It really is Duncan disorderly when the former coach of the England cricket team waits a good seven months to say something he should have said at the time.

In what can only be described as a ‘late cut’ attack on Andrew Flintoff, Duncan Fletcher - the Zimbabwean who masterminded England to an astonishing Ashes win in 2005 - claimed the Lancashire all-rounder "let him down" with his drinking antics.

Yes, Flintoff had been warned about his drinking during the next Ashes series, the result of which is too painful to type here, and then came the famous 'Fredalo' incident in the World Cup, after which he was stripped of the vice-captaincy and fined for a late-night drinking session.

'This is yet another example of how the PR luvvies are driving sport and frankly, the whole thing stinks'


Fletcher’s autobiography, Behind The Shades, is released in time for Christmas (amazing coincidence) and in an interview with the Daily Mail, he let rip: "I've supported a lot of players and I supported Andrew but then he drank again at the World Cup after what had happened in Australia while I was taking a pasting. If he does ring me when he sees what I have written, I will say, 'At the end of the day, Fred, you let me down in an area that you had real control over'."

I said it at the time and I say it again now, Fletcher should have humiliated Flintoff and sent him back to England on the spot. But of course England were still in with a remote chance of doing something in the Caribbean, and as has been the case with English cricket over the past God knows how many years, no matter who does what off the pitch, as long as there is a chance of success, the gutless toffs who run the game will put up with anything.

For Fletcher to come along now and state the bleedin’ obvious serves only one purpose - to sell more copies of his book, get some media attention, and drift off into the wilderness hoping some county or cruddy second-string Southern Hemisphere state side will pick the phone up.

But of course, had Fletcher and the England management dealt with Flintoff on the post in the way they should, there would not have been a story for the book launch to hit the Christmas shelves.
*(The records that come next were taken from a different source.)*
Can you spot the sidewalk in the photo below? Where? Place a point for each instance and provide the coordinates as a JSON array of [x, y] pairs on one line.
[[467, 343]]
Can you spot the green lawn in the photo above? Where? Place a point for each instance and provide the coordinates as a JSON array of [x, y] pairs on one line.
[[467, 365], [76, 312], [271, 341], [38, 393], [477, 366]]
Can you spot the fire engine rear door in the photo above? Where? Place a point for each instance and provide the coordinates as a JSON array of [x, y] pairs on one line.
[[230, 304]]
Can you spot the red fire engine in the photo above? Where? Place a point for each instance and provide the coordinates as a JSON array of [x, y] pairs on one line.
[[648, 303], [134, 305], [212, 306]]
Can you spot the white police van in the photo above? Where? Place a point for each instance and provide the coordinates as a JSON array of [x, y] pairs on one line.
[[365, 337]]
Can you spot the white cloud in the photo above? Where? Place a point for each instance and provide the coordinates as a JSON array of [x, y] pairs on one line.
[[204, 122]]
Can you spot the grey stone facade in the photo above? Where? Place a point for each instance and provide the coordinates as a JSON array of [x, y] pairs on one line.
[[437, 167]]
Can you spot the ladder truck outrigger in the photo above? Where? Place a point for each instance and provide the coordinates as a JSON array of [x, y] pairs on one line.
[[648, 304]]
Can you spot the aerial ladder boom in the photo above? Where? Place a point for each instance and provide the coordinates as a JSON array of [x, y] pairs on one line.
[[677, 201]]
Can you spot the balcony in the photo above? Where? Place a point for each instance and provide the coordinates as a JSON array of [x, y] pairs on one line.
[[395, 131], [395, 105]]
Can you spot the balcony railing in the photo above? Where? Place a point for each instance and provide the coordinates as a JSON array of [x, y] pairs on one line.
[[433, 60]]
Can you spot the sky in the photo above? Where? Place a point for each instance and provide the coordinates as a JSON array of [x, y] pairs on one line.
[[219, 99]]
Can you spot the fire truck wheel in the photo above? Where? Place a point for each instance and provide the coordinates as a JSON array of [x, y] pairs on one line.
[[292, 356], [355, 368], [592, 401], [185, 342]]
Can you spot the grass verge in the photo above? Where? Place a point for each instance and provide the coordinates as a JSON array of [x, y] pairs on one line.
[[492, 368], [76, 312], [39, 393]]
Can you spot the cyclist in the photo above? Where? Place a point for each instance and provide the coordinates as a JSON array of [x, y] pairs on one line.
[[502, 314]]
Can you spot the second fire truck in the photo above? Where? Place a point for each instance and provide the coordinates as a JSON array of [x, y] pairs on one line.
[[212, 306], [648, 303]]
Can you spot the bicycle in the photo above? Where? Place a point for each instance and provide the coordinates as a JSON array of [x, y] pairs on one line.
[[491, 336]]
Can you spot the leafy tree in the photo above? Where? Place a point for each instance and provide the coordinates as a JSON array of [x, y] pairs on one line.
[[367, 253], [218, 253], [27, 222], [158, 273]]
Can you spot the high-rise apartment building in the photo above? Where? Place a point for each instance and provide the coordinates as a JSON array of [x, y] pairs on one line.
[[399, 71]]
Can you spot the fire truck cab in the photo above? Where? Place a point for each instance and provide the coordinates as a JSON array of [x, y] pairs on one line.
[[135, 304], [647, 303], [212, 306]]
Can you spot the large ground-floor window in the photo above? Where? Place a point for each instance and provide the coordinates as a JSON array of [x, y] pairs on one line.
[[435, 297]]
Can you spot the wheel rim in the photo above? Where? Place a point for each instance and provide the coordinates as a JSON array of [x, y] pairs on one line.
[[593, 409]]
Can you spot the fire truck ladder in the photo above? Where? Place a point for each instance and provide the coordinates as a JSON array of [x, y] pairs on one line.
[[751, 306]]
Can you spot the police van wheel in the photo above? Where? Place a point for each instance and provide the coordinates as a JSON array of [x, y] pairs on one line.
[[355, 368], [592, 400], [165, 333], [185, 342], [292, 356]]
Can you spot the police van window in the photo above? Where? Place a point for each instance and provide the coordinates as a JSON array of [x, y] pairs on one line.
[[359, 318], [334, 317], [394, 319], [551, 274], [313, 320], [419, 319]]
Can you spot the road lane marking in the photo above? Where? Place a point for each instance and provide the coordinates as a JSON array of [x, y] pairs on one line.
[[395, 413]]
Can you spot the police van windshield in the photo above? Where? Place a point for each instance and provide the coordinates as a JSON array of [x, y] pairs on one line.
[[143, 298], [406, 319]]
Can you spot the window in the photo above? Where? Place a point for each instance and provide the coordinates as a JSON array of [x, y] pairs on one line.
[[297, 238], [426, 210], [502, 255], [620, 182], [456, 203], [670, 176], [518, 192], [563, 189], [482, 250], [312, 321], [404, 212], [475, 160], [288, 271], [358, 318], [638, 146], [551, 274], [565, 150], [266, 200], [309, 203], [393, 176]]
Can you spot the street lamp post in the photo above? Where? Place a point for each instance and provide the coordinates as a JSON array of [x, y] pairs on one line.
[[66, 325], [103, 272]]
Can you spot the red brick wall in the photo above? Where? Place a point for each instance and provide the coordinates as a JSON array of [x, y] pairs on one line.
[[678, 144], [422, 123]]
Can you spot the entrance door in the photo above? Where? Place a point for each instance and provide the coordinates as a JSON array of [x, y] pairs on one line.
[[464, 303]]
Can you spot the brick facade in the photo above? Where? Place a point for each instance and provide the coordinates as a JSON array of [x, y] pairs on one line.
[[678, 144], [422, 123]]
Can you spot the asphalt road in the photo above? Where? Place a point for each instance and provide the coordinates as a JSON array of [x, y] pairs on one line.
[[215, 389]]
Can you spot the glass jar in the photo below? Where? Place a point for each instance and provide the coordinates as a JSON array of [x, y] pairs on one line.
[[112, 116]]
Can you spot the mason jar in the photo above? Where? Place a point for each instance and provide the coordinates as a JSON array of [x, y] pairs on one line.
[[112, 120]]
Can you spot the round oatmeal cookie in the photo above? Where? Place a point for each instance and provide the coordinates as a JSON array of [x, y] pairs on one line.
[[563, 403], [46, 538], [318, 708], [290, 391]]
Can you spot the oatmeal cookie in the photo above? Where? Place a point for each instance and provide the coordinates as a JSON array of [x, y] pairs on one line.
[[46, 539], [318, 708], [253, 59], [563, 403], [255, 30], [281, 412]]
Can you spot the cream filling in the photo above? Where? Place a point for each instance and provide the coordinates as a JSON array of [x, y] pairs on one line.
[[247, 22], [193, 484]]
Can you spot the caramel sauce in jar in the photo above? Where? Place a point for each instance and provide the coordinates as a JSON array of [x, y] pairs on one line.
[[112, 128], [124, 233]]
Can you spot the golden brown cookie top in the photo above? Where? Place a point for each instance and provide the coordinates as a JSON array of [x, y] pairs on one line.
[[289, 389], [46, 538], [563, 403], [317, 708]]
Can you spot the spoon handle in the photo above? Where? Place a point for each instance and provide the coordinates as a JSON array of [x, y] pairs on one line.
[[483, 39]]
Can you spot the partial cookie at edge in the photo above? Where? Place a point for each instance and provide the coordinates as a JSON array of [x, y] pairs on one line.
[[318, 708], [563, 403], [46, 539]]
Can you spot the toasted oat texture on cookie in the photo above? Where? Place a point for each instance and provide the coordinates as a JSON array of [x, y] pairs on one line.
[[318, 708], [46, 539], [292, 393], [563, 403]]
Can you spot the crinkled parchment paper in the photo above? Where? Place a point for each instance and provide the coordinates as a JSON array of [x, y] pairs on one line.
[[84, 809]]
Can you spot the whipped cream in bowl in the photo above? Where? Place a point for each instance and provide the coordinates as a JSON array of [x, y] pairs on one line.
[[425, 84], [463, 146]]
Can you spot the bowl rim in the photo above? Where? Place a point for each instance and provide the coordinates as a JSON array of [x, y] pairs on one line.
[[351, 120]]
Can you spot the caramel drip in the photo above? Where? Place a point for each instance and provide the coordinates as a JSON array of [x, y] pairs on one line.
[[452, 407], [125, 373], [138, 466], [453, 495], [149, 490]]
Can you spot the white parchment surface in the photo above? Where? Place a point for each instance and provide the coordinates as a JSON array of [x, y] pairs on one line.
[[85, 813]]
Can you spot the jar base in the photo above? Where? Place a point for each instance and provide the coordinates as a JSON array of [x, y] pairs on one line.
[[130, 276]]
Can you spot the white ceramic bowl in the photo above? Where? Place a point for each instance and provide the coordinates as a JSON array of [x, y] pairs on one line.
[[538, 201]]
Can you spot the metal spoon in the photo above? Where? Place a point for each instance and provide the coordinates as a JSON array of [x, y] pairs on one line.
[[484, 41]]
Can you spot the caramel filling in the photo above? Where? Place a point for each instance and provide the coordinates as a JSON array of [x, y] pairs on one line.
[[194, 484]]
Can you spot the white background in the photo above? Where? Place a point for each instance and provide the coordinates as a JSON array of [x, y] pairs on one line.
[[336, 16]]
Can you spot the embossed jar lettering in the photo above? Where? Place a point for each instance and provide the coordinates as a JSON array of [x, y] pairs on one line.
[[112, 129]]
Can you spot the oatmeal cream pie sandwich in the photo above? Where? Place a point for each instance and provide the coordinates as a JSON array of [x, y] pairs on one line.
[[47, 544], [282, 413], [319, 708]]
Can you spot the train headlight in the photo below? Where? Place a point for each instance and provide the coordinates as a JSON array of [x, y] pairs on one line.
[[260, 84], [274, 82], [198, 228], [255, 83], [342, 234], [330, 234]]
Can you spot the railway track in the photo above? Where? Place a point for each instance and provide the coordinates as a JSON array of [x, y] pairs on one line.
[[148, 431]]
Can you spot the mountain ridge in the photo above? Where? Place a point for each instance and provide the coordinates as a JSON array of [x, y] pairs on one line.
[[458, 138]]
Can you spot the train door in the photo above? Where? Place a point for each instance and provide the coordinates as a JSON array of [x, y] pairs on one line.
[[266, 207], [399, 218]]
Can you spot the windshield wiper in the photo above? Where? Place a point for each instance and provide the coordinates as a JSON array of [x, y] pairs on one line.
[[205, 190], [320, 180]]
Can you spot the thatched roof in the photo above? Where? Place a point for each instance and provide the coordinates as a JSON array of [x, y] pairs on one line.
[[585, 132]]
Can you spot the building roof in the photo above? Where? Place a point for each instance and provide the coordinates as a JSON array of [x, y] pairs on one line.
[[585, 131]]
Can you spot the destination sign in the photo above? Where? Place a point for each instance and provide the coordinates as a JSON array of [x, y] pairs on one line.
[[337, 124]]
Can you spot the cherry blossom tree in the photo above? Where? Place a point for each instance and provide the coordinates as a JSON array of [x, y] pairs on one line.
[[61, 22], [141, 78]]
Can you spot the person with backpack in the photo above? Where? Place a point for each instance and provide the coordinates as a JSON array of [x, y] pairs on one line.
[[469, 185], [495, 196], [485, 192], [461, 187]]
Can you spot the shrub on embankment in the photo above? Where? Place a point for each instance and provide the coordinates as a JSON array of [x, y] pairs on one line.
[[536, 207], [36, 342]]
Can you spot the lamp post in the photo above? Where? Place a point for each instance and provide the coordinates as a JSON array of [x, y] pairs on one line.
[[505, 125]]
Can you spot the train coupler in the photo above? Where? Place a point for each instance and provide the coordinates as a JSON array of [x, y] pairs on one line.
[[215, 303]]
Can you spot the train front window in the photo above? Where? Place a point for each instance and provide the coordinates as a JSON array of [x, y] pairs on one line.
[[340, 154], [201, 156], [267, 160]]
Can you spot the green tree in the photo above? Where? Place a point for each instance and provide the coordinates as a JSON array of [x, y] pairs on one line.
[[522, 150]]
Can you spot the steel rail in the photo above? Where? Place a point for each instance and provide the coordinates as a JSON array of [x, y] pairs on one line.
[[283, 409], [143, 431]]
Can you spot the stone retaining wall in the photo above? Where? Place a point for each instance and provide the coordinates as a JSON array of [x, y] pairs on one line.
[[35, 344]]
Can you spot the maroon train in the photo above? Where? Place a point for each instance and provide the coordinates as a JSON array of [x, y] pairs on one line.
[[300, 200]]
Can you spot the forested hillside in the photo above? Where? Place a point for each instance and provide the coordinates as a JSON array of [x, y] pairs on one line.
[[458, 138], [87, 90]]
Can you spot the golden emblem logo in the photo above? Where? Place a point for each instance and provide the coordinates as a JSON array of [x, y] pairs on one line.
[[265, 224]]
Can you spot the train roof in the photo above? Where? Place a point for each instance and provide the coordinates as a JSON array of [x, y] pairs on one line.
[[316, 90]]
This is yet another example of how the PR luvvies are driving sport and frankly, the whole thing stinks. Every piece of sports ‘news’, other than match reports, is controlled by blokes in designer glasses stuffing their goatee-bearded faces with lattes and croissants before frantically leaking a bit of gossip to a sports editor desperate for some tittle-tattle to splash across the back pages.

So instead of Fletcher’s insight as to how he tamed the Aussie Behemoth in 2005, the book will be remembered for his attack on Flintoff. And of course, Flintoff’s PR machine (probably the same gang of goatee beards) will respond and the media will be full of it all.

It’s time for an amnesty and for sports-media outlets to demand that the PR companies, agents, advisors and the rest of the peripheral trendies hand in their knives and stop creating a media hysteria over sporting issues. Oh, and it’s also time for the Fletchers of this world to stand up and be counted when their top player goes out on a drinking binge the night before a World Cup game and send the moron home to think about the consequences of his actions.